Os bons, ou maus e os mediocres

Imagine que um autor está empenhado em revelar o estado de miséria em que o seu personagem se encontra. Imagine que esta informação é relevante para o contexto narrativo e justificará os atos que o pobre personagem venha a realizar ao longo da história.

Um mau escritor simplesmente diria que fulano é muito pobre, passava inúmeras dificuldades, estava com os bolsos vazios, não tinha onde morar nem o que comer. Provavelmente narraria todas as mazelas valendo-se de clichês e lugares comum, tais como dormir na rua e alimentar-se de sobras de um fino restaurante.

Um autor mediocre escaparia dos clichês e descreveria o estado de miséria de uma maneira mais elaborada. Porém, mesmo que utilizasse um repertório original de metáforas, ainda assim ficaria preso às descrições claras para ter certeza de que conseguiu ser enfático sobre o momento difícil pelo que passa o personagem. Os autores mediocres geralmente são inseguros em relação à capacidade de seus leitores e acham necessário “mastigar” por eles.

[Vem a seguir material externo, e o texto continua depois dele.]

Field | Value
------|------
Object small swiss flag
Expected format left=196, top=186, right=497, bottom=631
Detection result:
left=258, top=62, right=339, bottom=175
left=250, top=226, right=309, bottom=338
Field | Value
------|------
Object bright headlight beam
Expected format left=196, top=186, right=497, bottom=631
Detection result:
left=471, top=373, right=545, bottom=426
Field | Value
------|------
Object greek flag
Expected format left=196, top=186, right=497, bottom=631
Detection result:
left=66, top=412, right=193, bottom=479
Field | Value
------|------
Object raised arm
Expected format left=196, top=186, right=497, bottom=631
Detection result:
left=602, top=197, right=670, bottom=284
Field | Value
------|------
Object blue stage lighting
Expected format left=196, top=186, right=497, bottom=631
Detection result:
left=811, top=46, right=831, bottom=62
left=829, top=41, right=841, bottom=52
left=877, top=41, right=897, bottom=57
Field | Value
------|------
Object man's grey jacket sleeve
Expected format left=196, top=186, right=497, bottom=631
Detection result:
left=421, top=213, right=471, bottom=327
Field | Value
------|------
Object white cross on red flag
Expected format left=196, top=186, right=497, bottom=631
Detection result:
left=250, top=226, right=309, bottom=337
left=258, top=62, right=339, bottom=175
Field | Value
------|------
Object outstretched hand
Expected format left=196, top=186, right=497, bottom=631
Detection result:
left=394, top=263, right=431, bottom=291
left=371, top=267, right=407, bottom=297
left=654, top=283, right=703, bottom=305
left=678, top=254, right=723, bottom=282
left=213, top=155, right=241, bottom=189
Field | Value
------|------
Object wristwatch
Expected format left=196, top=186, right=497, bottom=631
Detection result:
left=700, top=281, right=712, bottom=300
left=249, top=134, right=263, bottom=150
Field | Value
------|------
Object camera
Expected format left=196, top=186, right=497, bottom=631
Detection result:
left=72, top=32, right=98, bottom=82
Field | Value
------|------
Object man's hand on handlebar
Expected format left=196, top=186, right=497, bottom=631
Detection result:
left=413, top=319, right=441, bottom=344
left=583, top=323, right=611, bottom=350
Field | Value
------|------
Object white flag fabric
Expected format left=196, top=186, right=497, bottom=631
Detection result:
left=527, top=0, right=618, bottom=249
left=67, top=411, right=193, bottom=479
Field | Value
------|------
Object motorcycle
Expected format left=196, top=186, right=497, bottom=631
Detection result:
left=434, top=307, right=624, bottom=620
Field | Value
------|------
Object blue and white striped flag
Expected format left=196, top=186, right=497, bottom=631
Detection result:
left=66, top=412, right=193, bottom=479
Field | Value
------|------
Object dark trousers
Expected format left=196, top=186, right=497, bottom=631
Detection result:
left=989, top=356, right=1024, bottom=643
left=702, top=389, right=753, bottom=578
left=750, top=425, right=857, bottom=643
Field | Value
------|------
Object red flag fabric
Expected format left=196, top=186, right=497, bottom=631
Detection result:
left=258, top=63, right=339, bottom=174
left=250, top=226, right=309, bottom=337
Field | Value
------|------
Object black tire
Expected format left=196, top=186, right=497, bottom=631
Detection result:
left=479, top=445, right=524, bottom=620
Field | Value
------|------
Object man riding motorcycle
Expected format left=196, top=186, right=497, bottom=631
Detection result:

Quando estamos diante de alguém da estirpe de George Orwell, o padrão é outro. No livro “Na pior em Paris e Londres”, o autor narra um período de extrema dificuldade financeira que ele viveu no final da década de 2o. Em uma passagem nos capítulos iniciais, Orwell nos deixa saber que em um momento de apuro penhorou todas as suas roupas, exceto seu sobretudo favorito, pois embora ele valesse uns 1000 francos, sabia que não pagariam mais do que 250. Ele já havia nos informado que as lojas de penhores costumavam pagar cerca de 1/4 do valor do bem. Dias depois, ele decide retornar a loja com seu sobretudo e revela estar disposto a aceitar até 200 francos. Enquanto aguarda a sua vez ele nos conta as ofertas feitas aos outros clientes sem emitir juízo de valor. Ao chegar a sua vez o funcionário anuncia: 70 francos. Ele aceita e vai embora.

É importante que se observe que no decorrer da narrativa ele não descreveu que foi uma decisão difícil e que ele aceitou apenas porque estava muito necessitado. Sequer dramatizou a situação humilhante que poderia ter sido explorada por outro autor para render linhas ou, simplesmente, para fazer-se claro. Quando percebemos que ele decide aceitar 1/3 da oferta mínima que acharia justa, entendemos que a situação era desesperadora. Acrescente aí que ele estava escolhendo o frio e a vaidade, à fome.

Essa é a diferença. Assim se reconhecem os bons.